Many of the replies to posts are “this belongs on Facebook” Every once in awhile, something that I’ve gotten tired of – I will reply “if you’re the social media police where’s your badge and where can I find a list of what content belongs on what platform in social media”? Nobody ever responds to that.

You can’t just push incessant content. If you want to be an influencer you need people to influence – right? That’s another leg of strategy. Get granular by stalking Facebook groups in my vertical. “My intent is not to spam but to teach”.

Easier said than done. I culled through my groups and ended up with about 20 pet bird related groups each having 3000 or more members. With these groups I could scroll posts seeking problems then providing real world solutions.

I implore those in social media who feel they somehow can determine what posts are relevant for what social media platforms and those group moderators who feel that they can lay down rules on what and how to post.

48 hours into the “let me help you help yourself” initiative on Facebook, the first airstrike was aborted.

In one of my Facebook parrot groups, the rules of the group are stated at the top and in part – I quote:

“While we do realize that many of our members sell the toys they make, this group is not to be used for advertising, or promoting other sites or groups for personal gain. Feel free to contact another member privately if you are interested in purchasing a toy from them. The Parrot’s Workshop and it’s Administrators do not endorse any particular businesses, nor are they in any way responsible for any financial transactions done privately between individuals who may be members of this group”

While trying to be tactful and respectful I ran across a post with a woman who had made a foraging bird toy with one of the components being nylon rope. I know that nylon rope is unsafe for birds and an individual had just posted that fact but without any backup.

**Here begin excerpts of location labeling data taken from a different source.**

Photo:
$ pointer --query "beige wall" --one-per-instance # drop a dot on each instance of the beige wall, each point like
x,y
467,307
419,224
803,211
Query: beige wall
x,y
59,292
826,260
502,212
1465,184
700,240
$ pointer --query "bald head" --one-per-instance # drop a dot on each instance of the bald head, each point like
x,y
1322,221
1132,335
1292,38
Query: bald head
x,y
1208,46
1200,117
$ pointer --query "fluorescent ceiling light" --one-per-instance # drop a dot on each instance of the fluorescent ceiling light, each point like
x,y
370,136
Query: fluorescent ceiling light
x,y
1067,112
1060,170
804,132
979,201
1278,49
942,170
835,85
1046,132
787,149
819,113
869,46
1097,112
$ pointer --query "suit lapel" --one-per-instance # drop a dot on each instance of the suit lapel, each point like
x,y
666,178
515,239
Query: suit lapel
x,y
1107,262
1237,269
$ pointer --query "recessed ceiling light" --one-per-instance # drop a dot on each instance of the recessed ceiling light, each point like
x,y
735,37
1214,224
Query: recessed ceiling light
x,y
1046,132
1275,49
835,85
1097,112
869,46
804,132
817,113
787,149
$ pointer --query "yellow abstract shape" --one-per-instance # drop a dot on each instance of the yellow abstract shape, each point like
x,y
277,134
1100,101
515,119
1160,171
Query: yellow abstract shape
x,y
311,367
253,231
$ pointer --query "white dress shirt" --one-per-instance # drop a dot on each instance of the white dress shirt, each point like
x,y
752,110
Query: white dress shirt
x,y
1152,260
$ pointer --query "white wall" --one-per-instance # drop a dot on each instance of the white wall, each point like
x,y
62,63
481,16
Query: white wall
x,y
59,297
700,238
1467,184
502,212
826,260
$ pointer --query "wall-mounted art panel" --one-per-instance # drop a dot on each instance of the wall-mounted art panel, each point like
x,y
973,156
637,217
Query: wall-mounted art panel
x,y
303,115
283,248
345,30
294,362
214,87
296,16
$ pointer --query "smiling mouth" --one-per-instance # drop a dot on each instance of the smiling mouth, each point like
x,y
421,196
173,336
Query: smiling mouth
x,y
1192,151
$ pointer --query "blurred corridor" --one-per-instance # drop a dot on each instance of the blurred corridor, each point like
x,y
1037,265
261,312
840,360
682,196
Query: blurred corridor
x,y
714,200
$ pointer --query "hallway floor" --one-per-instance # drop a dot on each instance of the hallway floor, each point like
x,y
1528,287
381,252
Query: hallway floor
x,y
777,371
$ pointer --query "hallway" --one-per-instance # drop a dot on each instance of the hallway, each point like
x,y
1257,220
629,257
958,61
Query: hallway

I posted the reasons why non-rope is unsafe for birds and offered alternatives – Here’s where it gets messy – the next reply was somebody posting the link to a competitor’s website where the appropriate material can be purchased which as far as I am concerned was in violation of the general philosophy of not selling in the group.

I respectfully and tactfully PM’d one of the administrators formally requesting that I be allowed to post a link of my products which which offer a solution. The response was as expected “I need to talk to the other administrators of the group”.

My guess is they will come back and say that “it was a post by a group member not the actual vendor that was responsible for the recommendation so it stays but you cannot post your link. My reply would be “well in that case I’ll ask 1000 of my Facebook fans to join your group and recommend my website – which will solve nothing.

Once again reinforcing one of the fundamental tenets of social media which is “trying to control social media is like herding cats”.

Please let me know about what you think of my social media strategy and my potential for success. My social media onslaught to pet owners will continue at full speed tomorrow the day after Christmas. In the meantime I have to stop here so I can finish filling out my application for Medicare part F supplemental insurance.

The holidays are much like grandchildren nephews and nieces – something that I love to see come and love to see go.